Step 1 :To calculate the Gini index from a Lorenz curve, we need to understand that the Gini index is a measure of income inequality within a population, ranging from 0 (perfect equality) to 1 (perfect inequality). It is calculated as the area between the line of perfect equality (which would be the line y=x in a Lorenz curve graph) and the Lorenz curve, divided by the total area under the line of perfect equality.
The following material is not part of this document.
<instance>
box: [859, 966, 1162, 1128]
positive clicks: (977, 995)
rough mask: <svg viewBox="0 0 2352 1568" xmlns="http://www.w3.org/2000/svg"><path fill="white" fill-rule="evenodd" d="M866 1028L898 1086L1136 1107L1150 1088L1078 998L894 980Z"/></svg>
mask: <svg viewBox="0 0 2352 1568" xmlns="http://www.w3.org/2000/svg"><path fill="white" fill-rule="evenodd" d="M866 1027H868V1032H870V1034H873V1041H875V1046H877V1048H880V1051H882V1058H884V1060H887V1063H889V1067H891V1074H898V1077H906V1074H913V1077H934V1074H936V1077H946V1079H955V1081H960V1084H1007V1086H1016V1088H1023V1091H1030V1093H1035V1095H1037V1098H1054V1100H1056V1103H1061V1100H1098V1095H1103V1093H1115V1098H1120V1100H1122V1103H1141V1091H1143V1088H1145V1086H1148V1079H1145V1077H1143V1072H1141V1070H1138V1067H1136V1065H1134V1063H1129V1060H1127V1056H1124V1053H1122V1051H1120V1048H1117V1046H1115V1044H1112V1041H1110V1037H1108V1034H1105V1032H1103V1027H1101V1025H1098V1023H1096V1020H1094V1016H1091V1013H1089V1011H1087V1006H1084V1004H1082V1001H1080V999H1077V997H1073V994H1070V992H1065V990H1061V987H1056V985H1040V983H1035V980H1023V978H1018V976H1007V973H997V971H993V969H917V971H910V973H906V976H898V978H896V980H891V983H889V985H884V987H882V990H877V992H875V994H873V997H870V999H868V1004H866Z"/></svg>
For the Lorenz curve of 1962, represented by the function $f(x)=\frac{3}{10} x+\frac{7}{10} x^{2}$, the integrand for the Gini index calculation would be the difference between the line of perfect equality and the Lorenz curve, which is $x - f(x) = x - (\frac{3}{10} x+\frac{7}{10} x^{2})$. Therefore, the Gini index for 1962 is $2 \int_{0}^{1} (x - \frac{3}{10} x - \frac{7}{10} x^{2}) dx$. For the Lorenz curve of 1972, represented by the function $g(x)=\frac{3}{5} x+\frac{2}{5} x^{2}$, the integrand for the Gini index calculation would be $x - g(x) = x - (\frac{3}{5} x+\frac{2}{5} x^{2})$. Therefore, the Gini index for 1972 is $2 \int_{0}^{1} (x - \frac{3}{5} x - \frac{2}{5} x^{2}) dx$. To interpret the results, we would calculate the definite integrals for both equations. The resulting values would give us the Gini index for each year. A higher Gini index indicates greater income inequality. By comparing the Gini indices for 1962 and 1972, we can determine whether income inequality increased or decreased during that decade. It is important to note that while the Gini index is a widely used measure of inequality, it does not capture all aspects of income distribution, such as the depth or severity of poverty, and should be considered alongside other metrics for a comprehensive understanding of economic conditions.